Vandaag heeft het Europees Parlement in ieder geval groen licht gegeven voor de European Markets Infrastructure Regulation (EMIR). Ik hoor daarop graag een reactie van de staatssecretaris. Is hij bovendien bereid om te pleiten voor het vergroten van de capaciteit en deskundigheid van de Europese markttoezichthouder, de ESMA? Die moeten vergelijkbaar worden met de capaciteit en deskundigheid van de CFTC in de Verenigde Staten. Ook op dit punt hoor ik graag een reactie van de staatssecretaris.
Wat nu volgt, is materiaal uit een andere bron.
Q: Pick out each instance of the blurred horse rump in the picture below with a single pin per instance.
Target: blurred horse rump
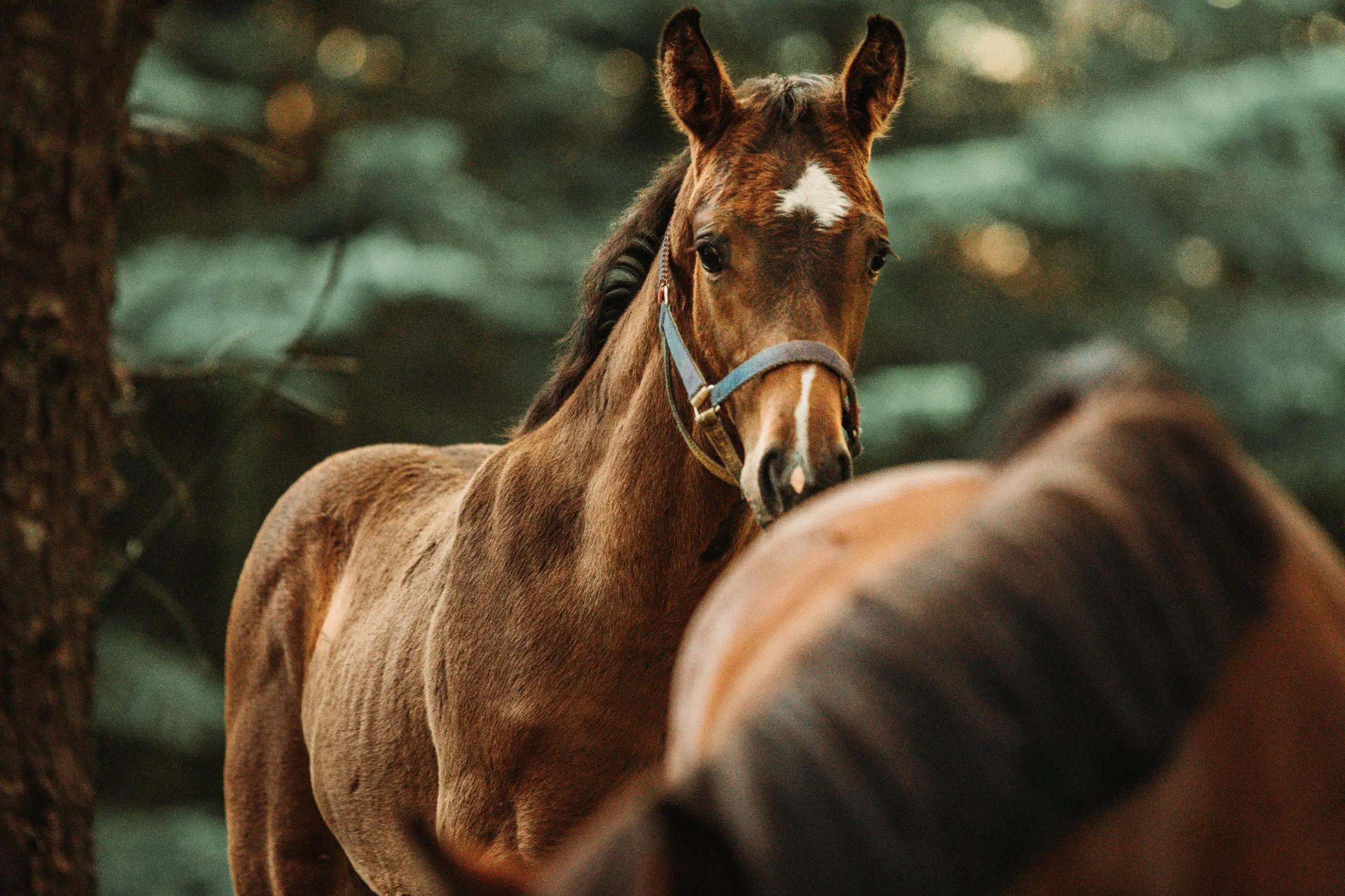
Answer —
(1110, 662)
De staatssecretaris pleit voor voedselvoorraden om de prijzen te dempen, maar het is van belang dat vooral ontwikkelingslanden kunnen dempen. Alleen als ontwikkelingslanden voorraden kunnen aanleggen en hierin worden ondersteund, kan ook de EU dat doen. De hoge voedselprijzen zijn zowel voor Europese boeren als voor boeren uit ontwikkelingslanden zeer schadelijk.
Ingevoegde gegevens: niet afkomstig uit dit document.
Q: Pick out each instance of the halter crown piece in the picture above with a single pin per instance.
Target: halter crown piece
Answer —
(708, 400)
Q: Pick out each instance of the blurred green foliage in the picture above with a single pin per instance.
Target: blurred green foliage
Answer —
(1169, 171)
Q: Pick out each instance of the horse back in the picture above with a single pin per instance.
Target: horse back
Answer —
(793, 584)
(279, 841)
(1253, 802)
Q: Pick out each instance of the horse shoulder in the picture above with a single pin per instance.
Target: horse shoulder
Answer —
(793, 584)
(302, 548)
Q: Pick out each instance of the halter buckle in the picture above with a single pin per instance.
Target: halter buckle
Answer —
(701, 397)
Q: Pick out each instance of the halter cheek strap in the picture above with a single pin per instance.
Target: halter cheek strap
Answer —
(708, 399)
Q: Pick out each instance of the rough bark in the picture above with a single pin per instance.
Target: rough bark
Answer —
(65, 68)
Het tempo van het versneld bijmengen van biobrandstoffen dat staatssecretaris Atsma aankondigt, is volgens mijn fractie onrealistisch. Criteria voor duurzame biomassa zijn van tafel geveegd. Dat heeft enorme milieu- en klimaatschade tot gevolg en het bedreigt de voedselzekerheid. Een hoger tempo zorgt voor nog grotere problemen. Hoe gaat de staatssecretaris dit een halt toeroepen en ervoor zorgen dat de voedselzekerheid van Afrika niet verder lijdt onder zijn drang om het tempo op te voeren? Waarom wachten we niet op de evaluatie van het biobrandstoffenbeleid in 2014, waarin wordt getoetst op de effecten voor voedselprijzen, landrechten en arbeidsomstandigheden?
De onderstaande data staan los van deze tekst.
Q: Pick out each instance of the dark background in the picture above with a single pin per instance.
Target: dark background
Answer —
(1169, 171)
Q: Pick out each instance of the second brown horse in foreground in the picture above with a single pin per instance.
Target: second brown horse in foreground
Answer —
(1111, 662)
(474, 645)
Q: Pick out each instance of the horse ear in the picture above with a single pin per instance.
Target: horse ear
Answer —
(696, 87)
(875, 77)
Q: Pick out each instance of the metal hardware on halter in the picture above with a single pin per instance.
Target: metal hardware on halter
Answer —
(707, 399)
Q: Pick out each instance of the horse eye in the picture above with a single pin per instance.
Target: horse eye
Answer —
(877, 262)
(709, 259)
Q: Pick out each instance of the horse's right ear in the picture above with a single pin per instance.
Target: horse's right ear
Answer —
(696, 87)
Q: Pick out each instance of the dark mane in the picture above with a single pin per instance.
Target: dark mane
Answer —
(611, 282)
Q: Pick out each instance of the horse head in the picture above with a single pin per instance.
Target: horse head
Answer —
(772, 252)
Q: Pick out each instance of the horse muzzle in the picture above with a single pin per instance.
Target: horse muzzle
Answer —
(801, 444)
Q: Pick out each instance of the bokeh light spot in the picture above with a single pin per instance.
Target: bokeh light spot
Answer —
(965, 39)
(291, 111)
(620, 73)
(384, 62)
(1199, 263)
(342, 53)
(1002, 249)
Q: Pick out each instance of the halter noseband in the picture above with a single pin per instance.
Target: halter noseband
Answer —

In ontwikkelingslanden wordt intussen steeds meer land opgekocht door overheden en bedrijven, waarbij boeren onrechtmatig van hun land worden verdreven en van hun inkomsten worden beroofd zonder compensatie. Nederland heeft zich ingezet voor de totstandkoming van de vrijwillige richtlijnen tegen landroof van de Committee on World Food Security (CFS). Dat is natuurlijk heel goed, maar is de staatssecretaris ook bereid om de CFS-richtlijnen op te nemen in het bedrijfsleveninstrumentarium? Ik overweeg hierover een motie in te dienen.

Ook de stijgende vleesconsumptie vormt een bedreiging voor voedselzekerheid. Veel voedsel, zoals graan, en land gaan hieraan verloren. Wat gaat de regering hier precies aan doen?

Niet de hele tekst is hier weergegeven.